Second, if you must leave them unattended because you need to make a run for basic food stuffs or die, remember to tie the pair in some soft chairs and start a two-hour tape of Beverly Hillbillies reruns. This will ensure no original thought processes occur and the gecko will be entertained. This sort of preventative action may sound a bit extreme, but I’m talking about dealing with the likes of Wild Willie and his sister-in-law, Dixie-the-Dense.

The following sad tale is why Wild Willie now eats his meals through a straw and has so much of his carcass in a cast that his brother uses him as the dining room table.

W.W. went to visit his brother in Palmer just about the same time all hell broke loose with the weather.
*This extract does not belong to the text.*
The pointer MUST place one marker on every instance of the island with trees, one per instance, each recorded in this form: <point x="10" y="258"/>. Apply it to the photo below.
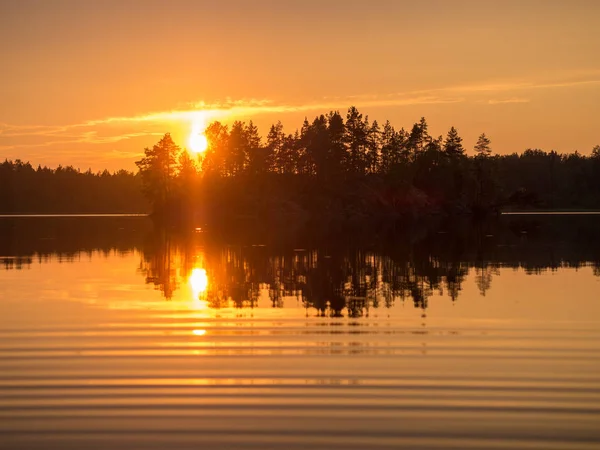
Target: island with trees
<point x="331" y="171"/>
When Willie arrived he found that his sibling was riding out the storm in Fairbanks. He asked Willie to hang around and make sure Dixie was OK. Willie agreed although he didn’t really relish the idea of sitting around the house watching her playing card games with her cat and losing.

The storm finally petered out leaving about three feet of snow on the roof and a loose chimney pipe. Our hero decided to “tend ta few things that needed fixin.”

It didn’t take him long to realize that the old snow had glaciated just before the new stuff hit and that he was trying to crawl up a skating rink. After completing a couple of stunning pirouettes and stopping himself from doing a half gainer off the roof by cleverly cleaving his crotch to a vent pipe, Willie decided he needed a safety rope. He found a hundred-footer and some ice cleats in an out-building then looked around for a good anchoring site. He decided the bumper of his beater pickup would do just fine. Once tied off, he cautiously made his way to the other side of the roof where he started pushing snow while safely tethered to the Ford.

Meanwhile Dixie became incensed when her cat whipped her at a game of Old Maid and decided to blow into town for a burger. She had parked her car near the barn but forgot to plug it in so the beast was dead. This made her even madder so she stalked over to Willie’s truck and fired it up without paying even two cents worth of attention. The old junker was in two-wheel drive so she just sat there spinning.

This had not gone unnoticed by W.W. who was screaming at the top of his lungs and trying to untie the rope. Dixie couldn’t hear the bellowing because Willie had a slight muffler problem, he didn’t have one. Well, ol’ Dix hangs in there and eventually starts to slowly move forward, this much to the chagrin of Willie who had latched onto a TV antenna.

Slowly he and the Color Vista II toppled in the direction of the struggling truck and Willie ended up going airborne into a colossal snowdrift.

It wasn’t over. He was dragged about 40 more feet until the brain stem behind the wheel looked in the rear view mirror and noticed her brother-in-law skijoring along behind her without the proper equipment and howling like a demented loon. Luckily he wasn’t hurt much because of the deep snow and slow speed of the truck. Dixie was even luckier because Willie was so exhausted that he was unable to close his hands around her throat.

So, you ask, “How did Wild Willie end up wearing enough body casting material to construct a one bedroom condo?” Well, after the boy cooled down, Dixie talked him into getting her car started. The old tank had an automatic transmission and a simple push wouldn’t do it. So he told her to go get his truck and put it in four-wheel drive. He explained that she would need to get up to around 30 miles an hour while she pushed him so the vehicle would kick over and start.

Willie waited patiently for her Denseness’ return and was about to go looking for her when down the driveway she came. Willie figures she was doing just under 30 when his pickup ate the rear end of the dead Pontiac.

Willie was the only thing that hit the end of the driveway. Dixie was buckled in and went unscathed. The cat wasn’t and was last seen passing Nome.

Lesson learned? You bet. Never tell a pal about a thing like this, especially, if he’s a slightly demented writer.